While Winthrop’s rebounding has dipped this season, Liberty has improved, especially defensively. Ritchie McKay’s team isn’t allowing offensive second chances to teams it’s guarding. The Flames are second in the country in allowing just 20.2 percent of rebounds on their defensive backboard to go to the offensive team. Bradley transfer Scottie James, a 6-foot-7, 225-pound forward, has been an immense help to Liberty in that category.
Winthrop, in comparison, is allowing 32.6 percent of its defensive rebounds to go back to the offensive team, which ranks 291st nationally.
No question the Eagles miss graduated seniors Tevin Prescott and Joshua Devenport, but Duby Okeke, who transferred to Nebraska late in the recruiting cycle, was another big departure. One player’s presence or absence isn’t the sole reason for Winthrop’s interior defense and rebounding struggles, but it’s fair to say the Eagles coaching staff didn’t expect the 6-foot-8, 230-pounder’s exit. Davenport and Okeke were physical presences at the small forward and center spots that haven’t been replaced on the roster.

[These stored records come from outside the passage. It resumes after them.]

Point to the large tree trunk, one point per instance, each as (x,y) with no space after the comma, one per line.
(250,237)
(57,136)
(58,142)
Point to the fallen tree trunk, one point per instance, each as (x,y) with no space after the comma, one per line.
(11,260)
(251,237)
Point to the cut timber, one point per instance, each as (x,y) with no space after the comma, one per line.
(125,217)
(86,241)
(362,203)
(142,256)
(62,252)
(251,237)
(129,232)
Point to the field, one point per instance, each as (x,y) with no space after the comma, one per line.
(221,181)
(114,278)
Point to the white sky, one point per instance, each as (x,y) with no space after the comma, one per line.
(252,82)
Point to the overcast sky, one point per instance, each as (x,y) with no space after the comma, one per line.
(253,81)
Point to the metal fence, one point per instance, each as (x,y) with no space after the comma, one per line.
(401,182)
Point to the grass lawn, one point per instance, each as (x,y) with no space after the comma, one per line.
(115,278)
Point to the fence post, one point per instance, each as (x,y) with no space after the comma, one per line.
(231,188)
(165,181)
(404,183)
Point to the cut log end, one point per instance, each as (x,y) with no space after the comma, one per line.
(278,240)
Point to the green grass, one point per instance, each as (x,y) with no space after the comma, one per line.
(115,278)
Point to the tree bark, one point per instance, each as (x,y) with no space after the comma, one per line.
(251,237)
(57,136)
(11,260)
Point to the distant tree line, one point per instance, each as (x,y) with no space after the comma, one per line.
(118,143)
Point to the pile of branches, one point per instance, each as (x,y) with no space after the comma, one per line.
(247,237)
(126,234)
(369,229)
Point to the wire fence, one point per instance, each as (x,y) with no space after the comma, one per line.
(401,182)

That might have been most evident against the Highlanders last Wednesday. Kelsey thought Radford was “more physical than us. They really present that physical challenge to you and you’ve got to answer that.”
There is plenty of time for Winthrop to get its defense sorted out. And the team is still scoring freely.

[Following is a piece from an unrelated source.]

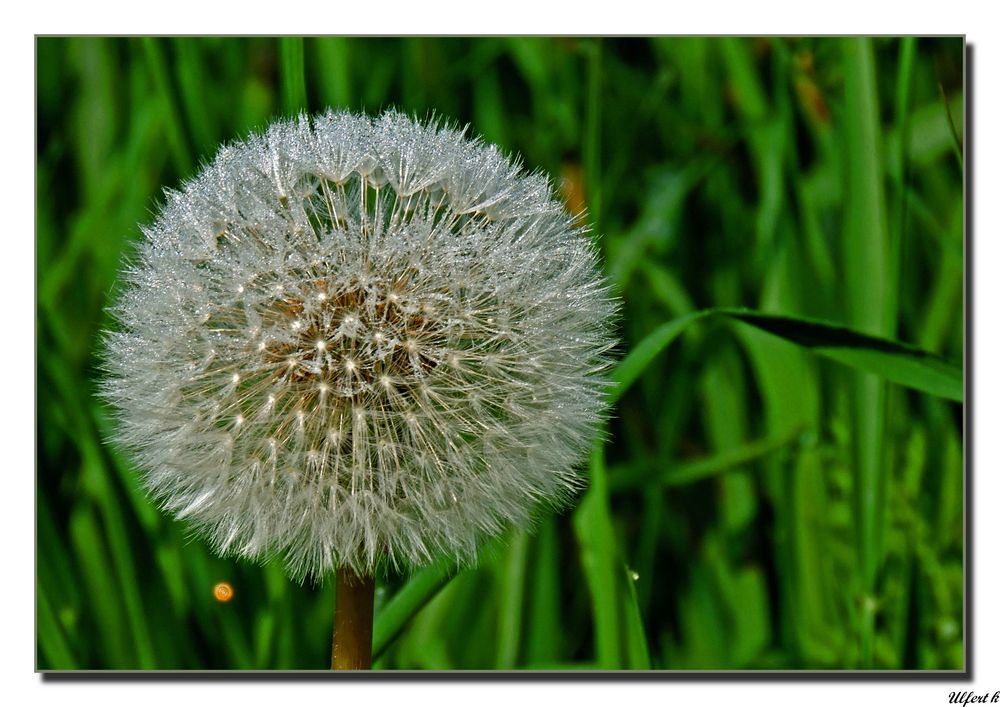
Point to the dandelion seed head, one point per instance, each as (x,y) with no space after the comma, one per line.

Bjorn Broman is off to a sizzling shooting start in Big South play. The junior guard is 13-of-20 from 3-point range and 19-for-29 from the floor in total. He needs more help, though. Winthrop is shooting just 34 percent from 3-point range in its first three league games, but if you take out Broman’s contribution that figure plummets to 23 percent.
And junior guard Adam Pickett followed up his 14-point game against High Point with 13 and 12-point efforts, all while starting. He has just one turnover in the last two games and six assists. Pickett had never registered consecutive starts or three straight double-digit scoring games as an Eagle before last week.
The Eagles haven’t had a three-game conference losing streak in two years, while Liberty hasn’t won in Rock Hill since 2004. Much better attentiveness to the scouting report and more (legal) physicality on the court would help Winthrop prolong both of those streaks.